I must add another line of questions: Where is God’s enemy, Satan, at all times and at all places on this earth? Is he not a vicious lion prowling about to kill and destroy? Is he not intent on harming and bringing as much pain as he can to God’s beloved children, and thus to God? Is there a real influence of evil that we all struggle with every moment of our lives?

While our Christian faith speaks of victory over evil, when anyone of us is overcome by our own desire to end our lives, God knows and understands the struggle. It is not the unpardonable sin to take one’s life. Just as it is not the unpardonable sin to break the Sabbath, to lie, to commit adultery, or to steal. We all mess up, we all sin and fall so deeply from God’s original plan for our lives. All that saves us is the limitless grace of Jesus. There I was in judgment of my beloved Garrett, just as much in need of saving as he was.

O God, please forgive me! Please heal my hard heart! Help me trust that You alone know Garrett’s heart, his struggles, his limitations, and his need for a Savior. Help me come close to others who struggle with depression, mental illness, and pain. Help me to listen more and draw conclusions less.
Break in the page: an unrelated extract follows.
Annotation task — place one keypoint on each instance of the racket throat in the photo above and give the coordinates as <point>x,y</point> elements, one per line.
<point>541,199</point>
Please open my capacity to trust You with all the final outcomes of each of our lives.

My turnabout has developed slowly yet profoundly, all because of this: Would you look at the cross with me and see God hanging by spikes, taking in the screaming judgments of the crowd? Will you listen to the demonic mocking mob cruelly misrepresent the Father? Will you consider that Father, Son, and Holy Spirit went through this experience?  Will you grant Them the full right and authority that is Theirs, that They have earned to read each heart perfectly?

As a grief coach I receive phone calls from people with heartsick voices explaining the trauma of living after loved ones take their own lives. Families struggle with the assurance of seeing their loved ones again. I could never begin to come close to their broken hearts if I carried judgment about suicide. Condemnation never brings anyone comfort, hope, or healing.

My hope about Garrett’s future isn’t built on him or me. I gave that up: now it’s built on God.


* Ellen G. White, The Desire of Ages (Mountain View, Calif.: Pacific Press Pub. Assn., 1898, 1940), p. 517.


Karen Nicola is an author, speaker, and grief educator who writes from the foothills of northern California.